Data Science #5: Clustering - A Problem and A Solution

Sometimes it is easy to cluster things
So Clustering is a really open ended way in Data Science of saying I want to put things in groups that aren't already in groups. Fair, right? But how you want to put them into groups and what you're grouping are the much more difficult questions.

My recent 'real life' data science problem was that how we label show genres wasn't precise enough for the problems I am solving at In the same sense that showing a Tic Tac ad may be hilarious to 30% of an audience but unfunny/off putting/PTSD triggering for the other 70% (I personally think this is PTSD triggering ), calling a show a 'Drama' was an imprecise and 'human-driven' instead of data driven solution.
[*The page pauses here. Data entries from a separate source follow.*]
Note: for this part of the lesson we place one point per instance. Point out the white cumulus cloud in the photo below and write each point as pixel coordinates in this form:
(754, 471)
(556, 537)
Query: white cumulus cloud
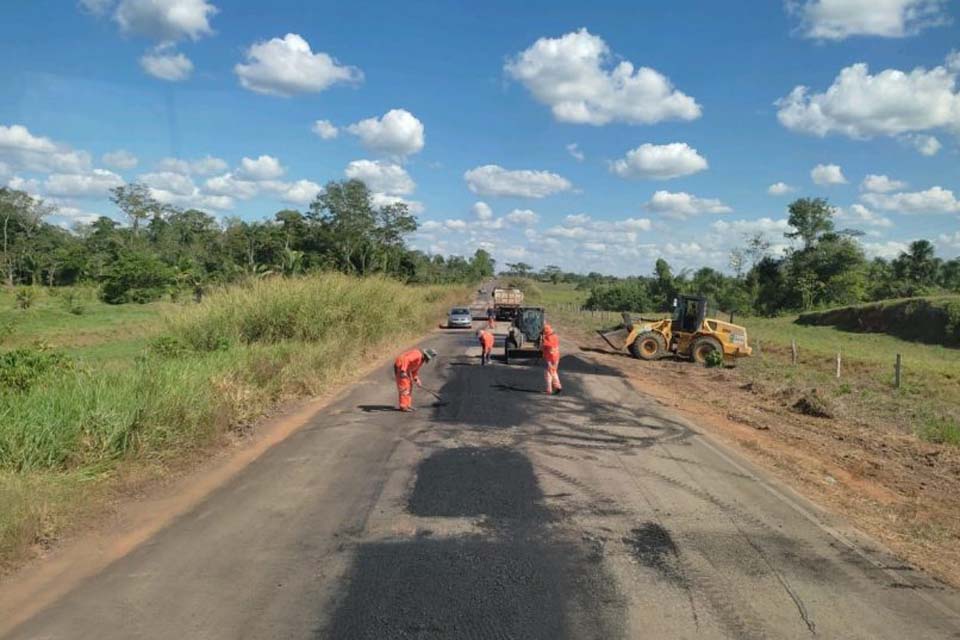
(494, 180)
(325, 129)
(262, 168)
(926, 145)
(120, 159)
(166, 64)
(860, 105)
(881, 184)
(681, 206)
(780, 189)
(20, 149)
(482, 211)
(933, 200)
(301, 192)
(524, 217)
(165, 20)
(660, 162)
(578, 77)
(841, 19)
(287, 66)
(827, 174)
(398, 133)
How we identified this problem was when we found that 'Drama' modeled typical dramas like Grey's Anatomy, Chicago Med, etc. really well but failed to capture some more niche dramas. Picture a show that appeals to couples watching late night television together who are in their mid 30s and maybe have 2 little ones. That's a very different audience than single women in their 40s or young men in their 20s. People perceive things differently, so my goal was to figure out how and then put those shows into groups.

Without going into deep psychology and doing another PhD, I decided to use a data driven approach - but what data to drive on? Should we try profiling individual TVs and aggregating those using similarity vectors? Or what about picking shows that share different features / run similar ads? There are a lot of ways to tackle obtaining groups. I tried a few different data bases for this project, but ultimately what stuck was creating groups by how well audiences watched the ads. At, we have access to how long each device watches an ad for, and we'll call this 'percent viewed'. I decided that percent viewed would be my metric.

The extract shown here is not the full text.